Old 10-20-2017, 08:18 AM
 
712 posts, read 268,571 times
Reputation: 725
Quote:
Originally Posted by jayrandom View Post
It's a problem, but evidence (London, HK, NYC, SF) suggests that Boston can get a lot more expensive and still work as a city.
Work for who?
People are stuck renting rabbit cages to live in hong kong. Actual cages.

Rent a closet in SF shared by 60 people!
Apartment Sadness: Rent A $1500 Closet In A House Shared By 60 People: SFist Mostly tech workers

Btw- How much money is spent on subsidized housing in NYC and other high cost cities? Your tax dollars from the Federal goverment paying for this.And much of this tax money ends up back in the hands of developers.

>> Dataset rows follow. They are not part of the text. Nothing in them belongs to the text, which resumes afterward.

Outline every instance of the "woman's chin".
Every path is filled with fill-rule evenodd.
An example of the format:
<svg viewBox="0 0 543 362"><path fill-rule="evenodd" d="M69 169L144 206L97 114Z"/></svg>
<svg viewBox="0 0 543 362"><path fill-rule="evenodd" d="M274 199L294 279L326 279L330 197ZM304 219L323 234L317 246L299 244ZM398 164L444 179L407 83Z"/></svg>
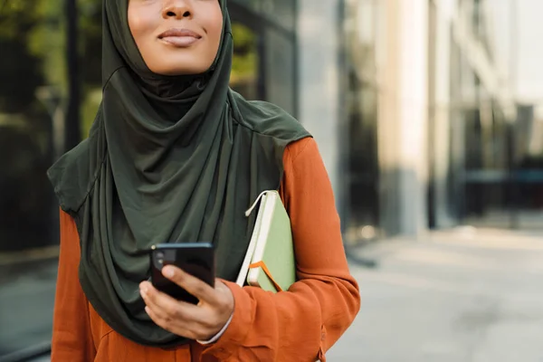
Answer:
<svg viewBox="0 0 543 362"><path fill-rule="evenodd" d="M160 67L149 67L151 71L159 75L176 76L176 75L195 75L205 73L209 68L203 68L201 64L195 66L163 65Z"/></svg>

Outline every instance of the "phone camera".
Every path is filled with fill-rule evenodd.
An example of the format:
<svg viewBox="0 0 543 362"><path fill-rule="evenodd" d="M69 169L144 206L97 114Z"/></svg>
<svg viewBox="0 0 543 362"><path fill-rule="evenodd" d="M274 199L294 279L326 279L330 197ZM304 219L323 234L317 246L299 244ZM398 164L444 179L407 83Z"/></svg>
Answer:
<svg viewBox="0 0 543 362"><path fill-rule="evenodd" d="M158 264L160 264L160 265L164 264L164 252L157 252L156 256L157 256L157 262L158 262Z"/></svg>

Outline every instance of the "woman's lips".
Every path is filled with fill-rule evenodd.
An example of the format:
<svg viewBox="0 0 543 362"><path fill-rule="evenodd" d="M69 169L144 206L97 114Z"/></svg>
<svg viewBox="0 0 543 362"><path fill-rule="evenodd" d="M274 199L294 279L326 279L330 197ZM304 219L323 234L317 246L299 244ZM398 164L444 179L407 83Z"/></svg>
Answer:
<svg viewBox="0 0 543 362"><path fill-rule="evenodd" d="M202 39L202 36L188 29L169 29L158 35L158 39L173 46L186 48Z"/></svg>

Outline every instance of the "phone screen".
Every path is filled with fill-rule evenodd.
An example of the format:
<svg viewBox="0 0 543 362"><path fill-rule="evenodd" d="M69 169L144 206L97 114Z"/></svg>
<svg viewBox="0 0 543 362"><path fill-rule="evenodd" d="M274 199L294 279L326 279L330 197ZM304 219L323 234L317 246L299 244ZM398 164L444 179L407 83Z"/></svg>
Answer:
<svg viewBox="0 0 543 362"><path fill-rule="evenodd" d="M158 244L152 248L150 258L153 286L172 298L198 303L197 298L162 275L166 265L175 265L214 287L214 250L209 243Z"/></svg>

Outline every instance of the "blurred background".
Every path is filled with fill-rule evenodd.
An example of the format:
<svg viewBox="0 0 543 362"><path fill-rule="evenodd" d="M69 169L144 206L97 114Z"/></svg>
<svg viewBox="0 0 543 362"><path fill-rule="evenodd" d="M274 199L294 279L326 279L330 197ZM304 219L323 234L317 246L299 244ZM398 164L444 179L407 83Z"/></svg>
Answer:
<svg viewBox="0 0 543 362"><path fill-rule="evenodd" d="M47 360L45 172L100 101L100 3L0 1L0 361ZM543 360L543 3L229 9L232 88L297 117L335 189L366 301L329 359Z"/></svg>

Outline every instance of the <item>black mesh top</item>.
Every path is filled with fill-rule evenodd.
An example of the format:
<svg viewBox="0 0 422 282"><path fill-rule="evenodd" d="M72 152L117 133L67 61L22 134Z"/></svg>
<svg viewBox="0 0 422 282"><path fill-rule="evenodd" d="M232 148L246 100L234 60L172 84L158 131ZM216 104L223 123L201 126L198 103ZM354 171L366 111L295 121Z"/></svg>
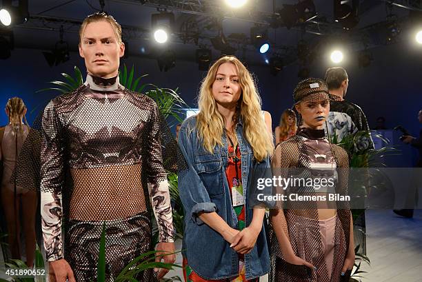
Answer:
<svg viewBox="0 0 422 282"><path fill-rule="evenodd" d="M84 85L47 105L41 125L40 190L48 261L63 257L63 216L114 221L152 207L159 240L173 241L166 170L177 170L177 145L154 100L125 89L118 77L101 85L88 74ZM26 171L37 176L31 150L20 156L18 180L25 178Z"/></svg>

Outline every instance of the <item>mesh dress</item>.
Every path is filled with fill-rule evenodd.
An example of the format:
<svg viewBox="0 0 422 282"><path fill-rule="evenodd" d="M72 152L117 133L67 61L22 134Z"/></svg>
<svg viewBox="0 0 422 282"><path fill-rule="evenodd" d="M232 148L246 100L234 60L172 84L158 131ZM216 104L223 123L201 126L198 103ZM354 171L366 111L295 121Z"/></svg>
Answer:
<svg viewBox="0 0 422 282"><path fill-rule="evenodd" d="M177 169L177 145L152 99L125 89L118 77L88 74L84 85L47 105L41 132L41 223L48 261L64 258L77 281L96 279L105 222L106 280L113 281L152 248L151 212L159 241L173 241L165 170ZM21 164L18 179L22 172L37 174L36 160L27 155ZM155 279L151 271L143 275L140 281Z"/></svg>
<svg viewBox="0 0 422 282"><path fill-rule="evenodd" d="M312 83L318 85L318 82L311 81L310 83L312 85ZM315 91L322 90L316 89ZM306 96L312 93L306 93ZM310 99L312 98L317 100L315 97ZM295 97L295 100L301 101L301 99ZM290 185L285 190L276 188L277 193L287 195L288 199L277 202L279 210L272 211L273 215L277 212L282 212L283 216L272 217L270 232L270 281L340 281L350 243L351 214L349 203L341 199L294 201L289 196L327 197L329 194L347 196L347 152L341 147L331 144L325 139L323 130L302 128L294 137L277 146L272 168L274 176L285 179L292 177L309 179L323 173L332 177L336 181L334 185L325 189L316 189L308 183L299 186ZM328 210L334 212L334 216L321 220L319 211ZM305 265L292 265L284 260L274 232L274 220L280 221L278 225L281 226L287 235L294 254L316 267L316 270L311 270Z"/></svg>

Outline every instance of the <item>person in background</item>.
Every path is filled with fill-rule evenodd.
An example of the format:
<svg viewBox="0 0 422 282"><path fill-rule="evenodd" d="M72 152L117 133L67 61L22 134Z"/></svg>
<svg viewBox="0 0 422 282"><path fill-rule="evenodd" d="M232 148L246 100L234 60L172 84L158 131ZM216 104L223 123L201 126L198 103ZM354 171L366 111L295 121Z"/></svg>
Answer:
<svg viewBox="0 0 422 282"><path fill-rule="evenodd" d="M250 206L246 191L251 168L269 168L274 148L261 98L245 66L226 56L210 68L198 104L179 135L185 280L257 281L269 270L265 210Z"/></svg>
<svg viewBox="0 0 422 282"><path fill-rule="evenodd" d="M181 123L177 123L177 125L176 125L176 140L179 139L179 132L180 131L181 127Z"/></svg>
<svg viewBox="0 0 422 282"><path fill-rule="evenodd" d="M276 144L279 144L296 134L297 125L296 114L291 109L283 112L280 118L280 124L275 128Z"/></svg>
<svg viewBox="0 0 422 282"><path fill-rule="evenodd" d="M418 121L419 123L422 123L422 110L418 112ZM416 168L422 168L422 130L419 132L419 137L414 137L411 135L405 135L403 137L403 141L407 144L410 144L412 147L416 148L419 151L419 158L416 164L415 165ZM416 177L415 179L420 179L420 177ZM408 197L406 199L405 205L409 208L410 205L414 206L415 204L415 199L418 199L418 188L420 187L421 184L420 181L416 181L414 186L416 189L414 193L412 191L410 191L408 193ZM408 219L411 219L413 217L414 209L401 209L401 210L393 210L393 212L398 215L401 216L407 217Z"/></svg>

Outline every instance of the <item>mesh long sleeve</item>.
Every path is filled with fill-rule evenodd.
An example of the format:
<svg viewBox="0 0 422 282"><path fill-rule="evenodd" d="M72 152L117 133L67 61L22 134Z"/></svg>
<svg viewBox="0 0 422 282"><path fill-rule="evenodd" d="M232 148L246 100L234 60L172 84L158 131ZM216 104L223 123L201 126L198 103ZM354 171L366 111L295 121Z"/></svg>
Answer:
<svg viewBox="0 0 422 282"><path fill-rule="evenodd" d="M43 115L41 148L41 214L48 261L63 258L61 194L64 145L61 130L61 121L51 101Z"/></svg>
<svg viewBox="0 0 422 282"><path fill-rule="evenodd" d="M148 145L145 147L145 152L148 154L148 189L152 210L158 223L159 241L160 242L172 242L174 239L172 207L167 173L164 170L163 161L163 154L168 154L163 152L163 148L170 151L172 142L171 140L165 138L168 136L165 134L168 126L164 119L161 116L155 103L154 103L154 106L150 122L151 125L150 134L147 141ZM175 143L172 137L171 139ZM166 143L167 145L163 145L163 143ZM174 154L172 154L174 155ZM171 165L170 163L172 162L168 163L168 165L170 165L170 167L169 168L171 170L173 165Z"/></svg>

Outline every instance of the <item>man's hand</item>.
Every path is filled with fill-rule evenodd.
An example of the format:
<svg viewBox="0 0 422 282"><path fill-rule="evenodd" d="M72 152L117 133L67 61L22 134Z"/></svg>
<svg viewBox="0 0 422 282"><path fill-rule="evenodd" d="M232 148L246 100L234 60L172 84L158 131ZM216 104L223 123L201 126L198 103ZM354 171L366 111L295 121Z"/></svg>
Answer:
<svg viewBox="0 0 422 282"><path fill-rule="evenodd" d="M222 233L221 235L223 236L223 238L224 238L224 240L227 241L231 244L233 243L233 240L234 240L236 235L237 235L239 233L240 233L240 231L237 230L234 228L228 228Z"/></svg>
<svg viewBox="0 0 422 282"><path fill-rule="evenodd" d="M73 271L69 263L61 259L55 261L48 263L48 281L50 282L76 282L73 276Z"/></svg>
<svg viewBox="0 0 422 282"><path fill-rule="evenodd" d="M315 268L313 264L308 263L308 261L305 261L303 259L301 259L300 257L297 256L294 254L292 254L290 255L285 255L285 256L283 255L283 256L284 260L290 264L294 264L296 265L305 265L305 266L308 266L308 268L310 268L310 269L313 270L316 270L316 268Z"/></svg>
<svg viewBox="0 0 422 282"><path fill-rule="evenodd" d="M403 137L403 139L401 140L402 141L403 141L404 143L405 143L406 144L410 144L410 142L412 142L412 141L414 139L414 137L410 135L404 135Z"/></svg>
<svg viewBox="0 0 422 282"><path fill-rule="evenodd" d="M157 245L157 248L155 248L157 251L162 251L157 252L155 254L155 261L157 263L163 261L163 263L174 263L176 261L176 255L174 254L174 243L168 243L168 242L161 242ZM168 272L170 270L166 268L154 268L154 271L156 272L158 272L157 274L157 278L158 279L161 279L164 275Z"/></svg>
<svg viewBox="0 0 422 282"><path fill-rule="evenodd" d="M252 225L244 228L236 235L230 247L240 254L249 254L255 245L260 232L260 228Z"/></svg>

PROFESSIONALS end up stuck in subsidized housing projects in nyc.
https://www.nytimes.com/2015/08/04/n...ng-refuge.html

Anyway you look at this, it's a mess. When police officers are stuck in subsidized housing you know you're in trouble. Hell now we are letting cities including boston BID on giving Amazon billions in tax breaks to locate somewhere when they've likely already decided where they are going. Do small businesses or YOU get these tax breaks? Hell no. Corporate welfare. Disgusting.

It's one thing if it's one area like Beverly hills that's expensive or a certain neighborhood in Boston is expensive, but the entire metro area ends up not being affordable and then you get massive sprawl on top of it which causes further billions of waste in tax dollars to support the sprawl.